L’exil de Hugo lui fut imposé. Son opposition au coup d’État du 2 décembre 1851 avait mis sa liberté et son existence même en danger. Mais il n’est pas contradictoire de dire que cet exil fut aussi choisi. Le refus par Hugo de toute amnistie lui permettant de rentrer en France n’est que l’affleurement d’un refus plus profond, une manière de vivre l’ascèse poétique.

L’exil, c’est d’abord le temps de la révolte : Napoléon le Petit, pamphlet mordant qui a parfois la beauté d’un poème en prose, et surtout Châtiments, rencontre de la satire, de l’épopée et du lyrisme. L’adoption par Hugo d’un langage direct, violent, souvent populacier a desservi Châtiments auprès de ceux qui n’ont pas voulu voir que le problème du « bon goût » y était dépassé. La vulgarité s’y étale sans inhibition, et Hugo se montre particulièrement habile à transposer les techniques de choc propres aux caricaturistes. Le déchaînement de la colère, celui du rire contribuent à faire du livre une épopée rabelaisienne dans laquelle s’effacent les frontières des genres.
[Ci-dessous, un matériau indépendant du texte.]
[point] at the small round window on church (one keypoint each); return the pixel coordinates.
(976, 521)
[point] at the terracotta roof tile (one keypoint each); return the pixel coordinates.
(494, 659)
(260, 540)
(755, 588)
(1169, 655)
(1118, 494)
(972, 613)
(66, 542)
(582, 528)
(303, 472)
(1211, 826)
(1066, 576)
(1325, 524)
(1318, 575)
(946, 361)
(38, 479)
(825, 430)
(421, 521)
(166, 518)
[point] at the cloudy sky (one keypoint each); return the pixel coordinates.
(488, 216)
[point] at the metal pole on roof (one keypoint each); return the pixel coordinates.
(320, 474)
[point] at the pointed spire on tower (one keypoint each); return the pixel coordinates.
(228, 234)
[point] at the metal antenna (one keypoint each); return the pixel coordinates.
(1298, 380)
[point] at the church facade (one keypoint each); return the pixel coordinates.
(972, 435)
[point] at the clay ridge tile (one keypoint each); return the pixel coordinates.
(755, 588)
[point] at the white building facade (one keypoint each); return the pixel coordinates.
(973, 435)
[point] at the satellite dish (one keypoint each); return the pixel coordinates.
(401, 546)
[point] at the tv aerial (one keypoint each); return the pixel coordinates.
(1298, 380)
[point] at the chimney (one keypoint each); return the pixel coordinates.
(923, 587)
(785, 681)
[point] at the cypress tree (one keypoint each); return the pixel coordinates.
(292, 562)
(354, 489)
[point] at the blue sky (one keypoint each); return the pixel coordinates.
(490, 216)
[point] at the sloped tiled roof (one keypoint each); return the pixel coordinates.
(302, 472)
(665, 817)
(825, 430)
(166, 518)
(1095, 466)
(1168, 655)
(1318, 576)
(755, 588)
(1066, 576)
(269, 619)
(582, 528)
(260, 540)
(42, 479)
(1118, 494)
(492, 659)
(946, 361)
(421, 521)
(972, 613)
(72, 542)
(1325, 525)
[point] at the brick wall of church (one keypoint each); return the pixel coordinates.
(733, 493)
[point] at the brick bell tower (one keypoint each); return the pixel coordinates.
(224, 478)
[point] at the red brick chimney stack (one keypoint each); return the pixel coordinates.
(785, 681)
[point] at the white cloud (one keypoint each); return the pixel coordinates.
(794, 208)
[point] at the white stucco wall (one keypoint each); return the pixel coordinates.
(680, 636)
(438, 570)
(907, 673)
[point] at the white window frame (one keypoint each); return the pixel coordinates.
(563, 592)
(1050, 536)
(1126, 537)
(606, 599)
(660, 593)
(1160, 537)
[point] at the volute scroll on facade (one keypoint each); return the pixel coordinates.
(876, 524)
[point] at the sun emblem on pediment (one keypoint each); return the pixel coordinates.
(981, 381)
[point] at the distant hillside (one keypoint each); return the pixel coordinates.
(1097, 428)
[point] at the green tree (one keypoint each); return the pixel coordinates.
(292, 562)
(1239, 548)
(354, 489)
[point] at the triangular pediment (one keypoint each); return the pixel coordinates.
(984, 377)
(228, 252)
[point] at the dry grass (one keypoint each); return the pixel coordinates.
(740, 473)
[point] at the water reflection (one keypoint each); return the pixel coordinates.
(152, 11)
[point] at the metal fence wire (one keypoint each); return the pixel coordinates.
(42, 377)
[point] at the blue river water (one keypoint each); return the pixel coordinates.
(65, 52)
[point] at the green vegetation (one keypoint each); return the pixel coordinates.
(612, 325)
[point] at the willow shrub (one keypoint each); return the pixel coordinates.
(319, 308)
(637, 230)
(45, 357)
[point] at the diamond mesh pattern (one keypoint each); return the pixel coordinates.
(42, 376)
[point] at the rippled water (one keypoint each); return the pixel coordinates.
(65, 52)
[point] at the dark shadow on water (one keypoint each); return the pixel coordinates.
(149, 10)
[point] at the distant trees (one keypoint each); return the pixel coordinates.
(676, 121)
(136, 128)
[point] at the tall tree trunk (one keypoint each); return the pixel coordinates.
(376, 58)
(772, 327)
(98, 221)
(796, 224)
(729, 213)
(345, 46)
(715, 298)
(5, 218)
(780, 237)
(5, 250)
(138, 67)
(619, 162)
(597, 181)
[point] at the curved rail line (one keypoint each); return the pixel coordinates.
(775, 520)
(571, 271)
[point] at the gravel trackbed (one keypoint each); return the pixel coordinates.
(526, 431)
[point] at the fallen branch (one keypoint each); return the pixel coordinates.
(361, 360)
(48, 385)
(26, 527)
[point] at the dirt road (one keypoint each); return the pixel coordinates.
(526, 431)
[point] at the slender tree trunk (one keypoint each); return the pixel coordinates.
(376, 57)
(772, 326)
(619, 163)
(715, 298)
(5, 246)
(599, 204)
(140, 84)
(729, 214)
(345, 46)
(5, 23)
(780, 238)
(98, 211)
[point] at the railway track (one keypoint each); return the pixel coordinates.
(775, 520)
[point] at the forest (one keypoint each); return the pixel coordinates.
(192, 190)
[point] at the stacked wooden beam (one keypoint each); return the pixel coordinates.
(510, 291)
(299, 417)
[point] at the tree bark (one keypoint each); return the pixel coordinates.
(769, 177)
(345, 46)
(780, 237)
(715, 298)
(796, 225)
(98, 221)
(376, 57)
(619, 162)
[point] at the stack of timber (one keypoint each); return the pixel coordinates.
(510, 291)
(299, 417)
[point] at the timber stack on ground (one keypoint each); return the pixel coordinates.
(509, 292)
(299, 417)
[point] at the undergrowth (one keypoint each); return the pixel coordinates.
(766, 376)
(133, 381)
Pourtant, Châtiments, recueil de l’engagement total (et poursuivi par la justice française), ne se comprend que dans la perspective d’une vision plus vaste, dans laquelle l’accident du second Empire serait englobé et la caricature dépassée. L’inscription du vécu dans une trame épique ne va pas sans difficulté en raison du risque qu’il y a d’accroître la stature des bouffons, que la satire prend pour cible. Des pièces importantes, comme « la Vision de Dante » et « la Conscience », seront pour cela temporairement sacrifiées et gardées en réserve pour la Légende des siècles, Hugo parvenant cependant à inclure la grande fresque napoléonienne de « l’Expiation », qui fait du 2-Décembre la caricature et la punition du 18-Brumaire. Mais l’encadrement du recueil entre « Nox » et « Lux », et la présence de poèmes comme « Stella » montrent que le messianisme hugolien ressort grandi de l’épreuve politique. La violence du ton est justifiée par la voyance et par l’exercice d’une « poésie ardente » qui n’est pas seulement satirique. En se mettant hors la loi, Hugo va faire de Jersey son Patmos.

Les années de Jersey correspondent à une nouvelle phase d’accélération de la production poétique. Dans l’espace de deux ans, un nombre considérable de vers s’accumulent : le gros de ce qui sera les Contemplations, mais aussi de nombreuses pièces qui ne trouveront place que dans la Légende, dans les Quatre Vents de l’esprit ou dans les recueils posthumes, auxquelles il faut ajouter la première version des grandes épopées jamais achevées, Dieu et la Fin de Satan. Elles correspondent aussi à la découverte du spiritisme.